Wordsmoker Exclusive: Northwest Airlines Flight 188
Published: October 27, 2009

The mystery surrounding two Northwest Airlines pilots who overflew Minneapolis by 150 miles took a startling turn tonight with the revelation that they were using their laptops to access Wordsmoker when they should have been preparing to land the aircraft. This rumor, which had been circulating for days on Gawker, a once-popular media blog, can now be confirmed based on information gleaned from multiple sources, including leaked cockpit recordings.

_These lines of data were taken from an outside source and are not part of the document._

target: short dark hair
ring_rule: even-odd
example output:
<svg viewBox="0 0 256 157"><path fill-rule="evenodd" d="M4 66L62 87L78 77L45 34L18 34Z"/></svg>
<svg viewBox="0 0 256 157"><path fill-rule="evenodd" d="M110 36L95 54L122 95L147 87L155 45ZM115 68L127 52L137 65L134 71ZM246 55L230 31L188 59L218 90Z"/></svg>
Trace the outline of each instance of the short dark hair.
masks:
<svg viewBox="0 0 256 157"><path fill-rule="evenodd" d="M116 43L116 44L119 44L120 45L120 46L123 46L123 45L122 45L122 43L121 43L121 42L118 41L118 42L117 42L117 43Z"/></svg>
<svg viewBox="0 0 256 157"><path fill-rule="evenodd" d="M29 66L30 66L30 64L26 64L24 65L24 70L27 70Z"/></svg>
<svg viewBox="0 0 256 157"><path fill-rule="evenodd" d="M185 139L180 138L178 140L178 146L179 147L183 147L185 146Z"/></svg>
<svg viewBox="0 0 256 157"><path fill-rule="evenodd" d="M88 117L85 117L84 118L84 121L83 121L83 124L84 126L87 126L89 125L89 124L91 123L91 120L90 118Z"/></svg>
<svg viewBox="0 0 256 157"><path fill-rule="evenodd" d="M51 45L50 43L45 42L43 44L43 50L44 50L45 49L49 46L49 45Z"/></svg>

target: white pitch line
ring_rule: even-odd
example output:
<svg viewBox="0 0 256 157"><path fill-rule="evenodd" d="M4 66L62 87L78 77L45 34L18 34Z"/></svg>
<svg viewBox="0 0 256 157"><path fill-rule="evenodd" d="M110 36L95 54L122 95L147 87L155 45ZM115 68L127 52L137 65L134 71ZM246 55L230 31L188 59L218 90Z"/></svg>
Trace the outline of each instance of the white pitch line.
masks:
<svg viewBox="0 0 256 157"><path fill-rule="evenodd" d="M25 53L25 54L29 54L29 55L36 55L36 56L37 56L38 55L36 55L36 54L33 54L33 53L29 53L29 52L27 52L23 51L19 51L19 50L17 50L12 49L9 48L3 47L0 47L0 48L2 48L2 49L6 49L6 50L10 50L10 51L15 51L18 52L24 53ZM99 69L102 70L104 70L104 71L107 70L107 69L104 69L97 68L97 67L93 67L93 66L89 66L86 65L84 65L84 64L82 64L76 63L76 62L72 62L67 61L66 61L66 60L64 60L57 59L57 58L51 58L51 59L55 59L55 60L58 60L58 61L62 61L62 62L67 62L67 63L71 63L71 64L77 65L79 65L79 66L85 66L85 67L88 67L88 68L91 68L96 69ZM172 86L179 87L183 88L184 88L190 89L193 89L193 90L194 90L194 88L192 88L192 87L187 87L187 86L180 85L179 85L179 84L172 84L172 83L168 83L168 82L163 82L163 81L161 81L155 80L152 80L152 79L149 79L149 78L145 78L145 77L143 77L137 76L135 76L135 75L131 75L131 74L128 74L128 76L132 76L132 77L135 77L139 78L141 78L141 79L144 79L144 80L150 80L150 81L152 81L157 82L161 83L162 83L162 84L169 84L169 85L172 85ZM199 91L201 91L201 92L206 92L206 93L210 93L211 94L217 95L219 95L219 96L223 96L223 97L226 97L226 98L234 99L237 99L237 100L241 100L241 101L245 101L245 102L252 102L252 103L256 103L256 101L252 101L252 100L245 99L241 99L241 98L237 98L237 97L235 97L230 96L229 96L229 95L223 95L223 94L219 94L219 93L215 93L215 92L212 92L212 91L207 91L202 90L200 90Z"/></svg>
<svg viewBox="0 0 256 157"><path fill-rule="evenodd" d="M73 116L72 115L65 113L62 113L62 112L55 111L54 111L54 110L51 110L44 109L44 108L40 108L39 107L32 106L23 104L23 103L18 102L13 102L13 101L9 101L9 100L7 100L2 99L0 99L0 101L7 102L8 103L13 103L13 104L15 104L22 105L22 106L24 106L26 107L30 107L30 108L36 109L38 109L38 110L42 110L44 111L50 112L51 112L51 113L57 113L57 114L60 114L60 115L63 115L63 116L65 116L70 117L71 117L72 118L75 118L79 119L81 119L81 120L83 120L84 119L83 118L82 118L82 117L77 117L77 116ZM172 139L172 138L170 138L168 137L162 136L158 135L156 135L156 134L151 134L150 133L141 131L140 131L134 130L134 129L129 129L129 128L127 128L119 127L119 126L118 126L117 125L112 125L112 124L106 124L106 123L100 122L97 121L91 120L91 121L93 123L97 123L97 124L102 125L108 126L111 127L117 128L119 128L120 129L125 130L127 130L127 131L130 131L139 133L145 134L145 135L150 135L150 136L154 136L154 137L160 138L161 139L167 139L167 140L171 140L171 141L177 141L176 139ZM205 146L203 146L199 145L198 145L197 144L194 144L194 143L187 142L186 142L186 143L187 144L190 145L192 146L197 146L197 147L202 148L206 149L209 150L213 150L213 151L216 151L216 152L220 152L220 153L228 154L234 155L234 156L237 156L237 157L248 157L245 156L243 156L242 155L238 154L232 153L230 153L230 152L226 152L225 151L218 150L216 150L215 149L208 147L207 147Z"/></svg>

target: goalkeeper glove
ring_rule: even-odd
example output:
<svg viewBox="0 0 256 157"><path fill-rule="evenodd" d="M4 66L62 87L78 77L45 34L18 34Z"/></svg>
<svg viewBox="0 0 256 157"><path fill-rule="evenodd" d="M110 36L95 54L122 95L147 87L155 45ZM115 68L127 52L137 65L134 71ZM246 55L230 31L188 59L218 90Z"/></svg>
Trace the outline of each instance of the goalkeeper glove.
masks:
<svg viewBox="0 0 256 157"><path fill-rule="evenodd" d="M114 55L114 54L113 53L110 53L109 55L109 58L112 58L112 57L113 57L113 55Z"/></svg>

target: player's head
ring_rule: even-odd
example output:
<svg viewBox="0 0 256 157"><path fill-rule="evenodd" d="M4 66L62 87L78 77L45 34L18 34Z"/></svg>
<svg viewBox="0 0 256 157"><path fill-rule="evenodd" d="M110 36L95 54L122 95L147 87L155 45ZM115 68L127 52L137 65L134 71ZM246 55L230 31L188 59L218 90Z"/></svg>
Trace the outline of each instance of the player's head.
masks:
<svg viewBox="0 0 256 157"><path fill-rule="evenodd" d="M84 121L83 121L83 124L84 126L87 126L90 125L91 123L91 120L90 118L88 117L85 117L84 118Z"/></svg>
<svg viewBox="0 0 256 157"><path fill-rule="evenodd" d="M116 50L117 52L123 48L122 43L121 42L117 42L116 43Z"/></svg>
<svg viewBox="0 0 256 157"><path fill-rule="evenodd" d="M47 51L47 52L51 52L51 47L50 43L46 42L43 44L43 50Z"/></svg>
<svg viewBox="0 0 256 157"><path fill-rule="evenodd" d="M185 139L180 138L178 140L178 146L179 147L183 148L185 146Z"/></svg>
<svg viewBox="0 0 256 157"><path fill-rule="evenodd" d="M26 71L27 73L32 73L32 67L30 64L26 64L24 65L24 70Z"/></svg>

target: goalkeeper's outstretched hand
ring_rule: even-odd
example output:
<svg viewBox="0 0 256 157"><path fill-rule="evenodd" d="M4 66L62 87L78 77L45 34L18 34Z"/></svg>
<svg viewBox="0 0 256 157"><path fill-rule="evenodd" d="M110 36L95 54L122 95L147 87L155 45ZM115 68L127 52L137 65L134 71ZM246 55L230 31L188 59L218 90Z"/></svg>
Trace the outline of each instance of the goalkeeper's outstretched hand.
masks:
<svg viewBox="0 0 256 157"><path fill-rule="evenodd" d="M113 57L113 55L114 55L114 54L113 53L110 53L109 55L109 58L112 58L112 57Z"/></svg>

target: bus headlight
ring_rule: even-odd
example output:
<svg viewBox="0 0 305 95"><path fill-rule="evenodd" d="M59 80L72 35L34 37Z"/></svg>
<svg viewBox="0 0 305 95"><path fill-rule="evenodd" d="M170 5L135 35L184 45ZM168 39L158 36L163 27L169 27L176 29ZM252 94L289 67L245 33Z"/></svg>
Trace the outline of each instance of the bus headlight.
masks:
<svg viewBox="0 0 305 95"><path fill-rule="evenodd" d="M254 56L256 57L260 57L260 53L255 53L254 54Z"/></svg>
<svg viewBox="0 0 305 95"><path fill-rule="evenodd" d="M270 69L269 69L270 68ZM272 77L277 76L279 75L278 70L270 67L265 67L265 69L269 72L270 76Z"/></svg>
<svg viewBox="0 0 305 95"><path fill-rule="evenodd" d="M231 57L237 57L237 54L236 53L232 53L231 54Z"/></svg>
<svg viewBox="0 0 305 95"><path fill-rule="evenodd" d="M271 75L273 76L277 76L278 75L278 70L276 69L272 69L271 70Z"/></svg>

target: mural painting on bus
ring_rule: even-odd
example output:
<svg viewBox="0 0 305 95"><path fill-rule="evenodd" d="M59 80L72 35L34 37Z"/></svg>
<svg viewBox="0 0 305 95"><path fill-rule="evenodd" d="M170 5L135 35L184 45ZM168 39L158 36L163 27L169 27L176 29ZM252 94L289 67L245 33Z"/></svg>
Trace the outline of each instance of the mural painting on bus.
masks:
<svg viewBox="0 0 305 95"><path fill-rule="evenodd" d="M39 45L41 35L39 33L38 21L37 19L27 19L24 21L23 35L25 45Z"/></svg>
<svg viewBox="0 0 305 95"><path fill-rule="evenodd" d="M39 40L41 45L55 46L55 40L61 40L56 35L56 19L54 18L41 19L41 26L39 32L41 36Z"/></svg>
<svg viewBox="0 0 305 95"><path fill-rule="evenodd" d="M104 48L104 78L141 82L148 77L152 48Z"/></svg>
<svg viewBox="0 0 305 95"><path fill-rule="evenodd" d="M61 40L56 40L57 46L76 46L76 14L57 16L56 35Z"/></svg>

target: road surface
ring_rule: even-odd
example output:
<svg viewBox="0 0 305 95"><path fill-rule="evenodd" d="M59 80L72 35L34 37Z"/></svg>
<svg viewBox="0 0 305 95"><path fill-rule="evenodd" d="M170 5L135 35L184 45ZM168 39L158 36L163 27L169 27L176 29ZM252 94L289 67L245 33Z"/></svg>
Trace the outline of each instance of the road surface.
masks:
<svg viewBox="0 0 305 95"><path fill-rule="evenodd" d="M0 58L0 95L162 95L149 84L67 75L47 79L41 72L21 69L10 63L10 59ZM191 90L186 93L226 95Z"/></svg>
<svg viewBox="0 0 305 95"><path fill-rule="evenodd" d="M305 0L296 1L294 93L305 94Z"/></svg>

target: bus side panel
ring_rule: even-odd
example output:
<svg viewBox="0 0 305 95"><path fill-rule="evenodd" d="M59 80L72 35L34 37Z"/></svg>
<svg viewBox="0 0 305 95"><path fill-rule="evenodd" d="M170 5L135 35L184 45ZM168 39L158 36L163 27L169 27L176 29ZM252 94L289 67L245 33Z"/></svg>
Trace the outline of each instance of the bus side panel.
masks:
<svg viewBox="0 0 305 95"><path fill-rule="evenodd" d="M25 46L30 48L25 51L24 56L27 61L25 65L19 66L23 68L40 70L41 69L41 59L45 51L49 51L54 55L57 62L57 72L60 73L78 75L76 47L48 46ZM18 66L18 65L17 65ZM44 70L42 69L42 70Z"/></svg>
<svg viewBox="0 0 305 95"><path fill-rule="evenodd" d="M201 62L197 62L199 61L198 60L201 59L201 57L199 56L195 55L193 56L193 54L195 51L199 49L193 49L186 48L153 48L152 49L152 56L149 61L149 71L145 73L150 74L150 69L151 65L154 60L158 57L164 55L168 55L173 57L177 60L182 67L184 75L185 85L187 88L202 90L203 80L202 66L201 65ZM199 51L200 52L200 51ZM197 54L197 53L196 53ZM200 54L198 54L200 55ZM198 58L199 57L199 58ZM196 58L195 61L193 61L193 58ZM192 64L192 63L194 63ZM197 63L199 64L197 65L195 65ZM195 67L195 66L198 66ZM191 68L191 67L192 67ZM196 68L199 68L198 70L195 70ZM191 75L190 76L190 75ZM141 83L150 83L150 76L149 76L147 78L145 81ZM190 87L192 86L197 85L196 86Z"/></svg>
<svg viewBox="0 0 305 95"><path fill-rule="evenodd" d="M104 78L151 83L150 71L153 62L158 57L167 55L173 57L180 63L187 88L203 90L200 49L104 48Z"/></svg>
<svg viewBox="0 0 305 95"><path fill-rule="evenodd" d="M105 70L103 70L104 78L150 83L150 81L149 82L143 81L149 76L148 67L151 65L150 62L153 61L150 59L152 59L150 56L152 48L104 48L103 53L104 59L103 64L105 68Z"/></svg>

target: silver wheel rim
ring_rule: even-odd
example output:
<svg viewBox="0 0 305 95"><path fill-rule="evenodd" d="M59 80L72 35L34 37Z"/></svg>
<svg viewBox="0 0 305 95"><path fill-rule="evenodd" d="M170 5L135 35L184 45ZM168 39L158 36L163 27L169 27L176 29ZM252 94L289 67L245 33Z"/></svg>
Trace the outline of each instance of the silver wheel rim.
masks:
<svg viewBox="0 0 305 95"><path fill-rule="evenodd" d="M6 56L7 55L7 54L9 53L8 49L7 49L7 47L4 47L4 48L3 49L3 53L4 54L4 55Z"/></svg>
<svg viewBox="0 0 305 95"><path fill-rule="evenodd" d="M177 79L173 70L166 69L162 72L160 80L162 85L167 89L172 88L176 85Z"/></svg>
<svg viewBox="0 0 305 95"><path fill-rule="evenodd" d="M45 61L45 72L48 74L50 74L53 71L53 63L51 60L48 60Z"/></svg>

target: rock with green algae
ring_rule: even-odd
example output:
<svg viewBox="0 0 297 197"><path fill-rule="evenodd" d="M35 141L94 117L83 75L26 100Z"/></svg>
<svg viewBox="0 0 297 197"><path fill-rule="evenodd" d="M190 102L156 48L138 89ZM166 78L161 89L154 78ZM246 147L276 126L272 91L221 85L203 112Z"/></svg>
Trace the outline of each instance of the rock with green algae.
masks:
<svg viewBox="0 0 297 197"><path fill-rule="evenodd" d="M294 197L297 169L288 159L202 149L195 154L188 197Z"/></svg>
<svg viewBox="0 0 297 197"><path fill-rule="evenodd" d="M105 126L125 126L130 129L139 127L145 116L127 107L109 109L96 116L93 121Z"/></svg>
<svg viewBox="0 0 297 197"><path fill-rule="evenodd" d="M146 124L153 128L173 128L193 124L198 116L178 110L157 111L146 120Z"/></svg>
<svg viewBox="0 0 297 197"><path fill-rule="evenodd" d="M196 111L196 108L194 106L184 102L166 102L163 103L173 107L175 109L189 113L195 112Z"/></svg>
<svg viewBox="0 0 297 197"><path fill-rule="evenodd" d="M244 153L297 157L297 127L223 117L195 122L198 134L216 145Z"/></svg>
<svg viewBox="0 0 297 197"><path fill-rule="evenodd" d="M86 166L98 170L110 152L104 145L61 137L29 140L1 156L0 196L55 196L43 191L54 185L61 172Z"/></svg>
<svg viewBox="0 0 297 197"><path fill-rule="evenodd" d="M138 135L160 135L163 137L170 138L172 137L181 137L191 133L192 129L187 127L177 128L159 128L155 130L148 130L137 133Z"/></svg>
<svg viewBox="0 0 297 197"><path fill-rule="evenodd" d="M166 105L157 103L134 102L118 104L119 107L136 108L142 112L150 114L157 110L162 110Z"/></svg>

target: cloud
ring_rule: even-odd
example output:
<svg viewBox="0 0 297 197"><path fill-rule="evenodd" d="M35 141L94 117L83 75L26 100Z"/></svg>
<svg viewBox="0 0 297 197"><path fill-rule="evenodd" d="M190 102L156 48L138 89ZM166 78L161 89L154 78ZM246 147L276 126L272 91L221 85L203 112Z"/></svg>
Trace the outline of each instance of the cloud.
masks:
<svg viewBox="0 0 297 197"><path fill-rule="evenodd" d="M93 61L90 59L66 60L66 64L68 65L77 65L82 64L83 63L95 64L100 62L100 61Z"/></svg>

Senior officials with the National Transportation Safety Board were skeptical of the pilots’ claim that they were using their laptops to “bid” on future flights, leading one FAA investigator to insist that the two men be subjected to further interrogation. “You can hear it clearly on the voice recorder,” said the agent, who spoke exclusively to Wordsmoker on condition of anonymity due to the sensitive nature of the investigation. “One of them goes, ‘[Expletive] BookishLookish wins all the [expletive] awards. She must be [expletive] schtupping someone important over there. I really thought I had an [expletive] shot this week.’ Then there’s something about the mating habits of penguins, but that part’s all garbled so we couldn’t pursue it.”
While under “enhanced” interrogation, one of the pilots admitted that he “never misses Monday Morning Maya,” even refreshing his computer screen during takeoff and landing. The other pilot stated that on several occasions he has put planes on autopilot so that he could enjoy following debates in the comments section. Said this pilot, “There’s these couple of guys, boy howdy, I’d swear they had Ph.Ds in economics the way they carry on!”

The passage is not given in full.